Does RGC damage precede microvasculature loss, or does damage to retinal microvasculature lead to RGC damage? Considering the complex autoregulation of the retinal vasculature and neurovascular coupling, determining the order of this relationship is not so simple. Longitudinal studies are required to best understand the causal relationship between retinal microvasculature damage and RGC damage in glaucoma.¹¹

Despite the known complexity in establishing a temporal relationship, a recent retrospective cohort analysis identified that individuals who demonstrated rapid OCTA progression as recognized by reduction of the density of the parapillary capillary plexus over 2 years were more likely to demonstrate progressive visual field loss over 5.7 years in comparison with those who were considered to be slow OCTA progressors.² Considering the initial change of OCTA and the evaluation of future functional progression, in this particular study, it appeared that the rate of early microvasculature change predicted long-term visual field damage.

LOOKING AHEAD

OCTA has been of particular interest to individuals wanting to expand our understanding of the vascular component of glaucomatous neurodegeneration. Relative flow index has been proposed as an additional OCTA-based biomarker of the vasculopathic nature of glaucoma, with the controversial proposal that decreased perfusion of the central retinal artery system may be the driver of reduced radial peripapillary capillary plexus perfusion and resulting ganglion cell RNFL loss. This may be relevant in individuals with widespread vascular dysfunction and primary open-angle glaucoma (eg, those with Flammer syndrome or peripheral artery disease).⁴

The effects of peripapillary choroidal microvasculature density have also been investigated in primary open-angle glaucoma with demonstration of reduction in peripapillary choroidal microvasculature density as glaucoma severity increases.³ Although not ready for clinical application, these and other potential OCTA-based biomarkers may improve risk stratification and earlier detection of disease.

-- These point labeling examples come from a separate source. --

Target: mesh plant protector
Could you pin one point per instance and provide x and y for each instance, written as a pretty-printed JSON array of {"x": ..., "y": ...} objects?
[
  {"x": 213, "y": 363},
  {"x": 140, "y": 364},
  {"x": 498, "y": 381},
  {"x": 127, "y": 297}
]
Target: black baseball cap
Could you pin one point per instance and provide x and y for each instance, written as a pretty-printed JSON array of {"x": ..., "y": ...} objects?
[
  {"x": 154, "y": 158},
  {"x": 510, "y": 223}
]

A USEFUL TOOL (AND GETTING BETTER)

OCTA has been proven to show unique biomarkers that correlate with established structural and functional metrics in the evaluation of glaucoma, offering advantages when compared with OCT in highly myopic eyes and eyes with advanced disease. Advances in technology, including shorter image acquisition time, improved motion artifact and projection artifact correction, and wider field of view, continue to develop with the goals of detecting more subtle pathology and determining disease progression earlier.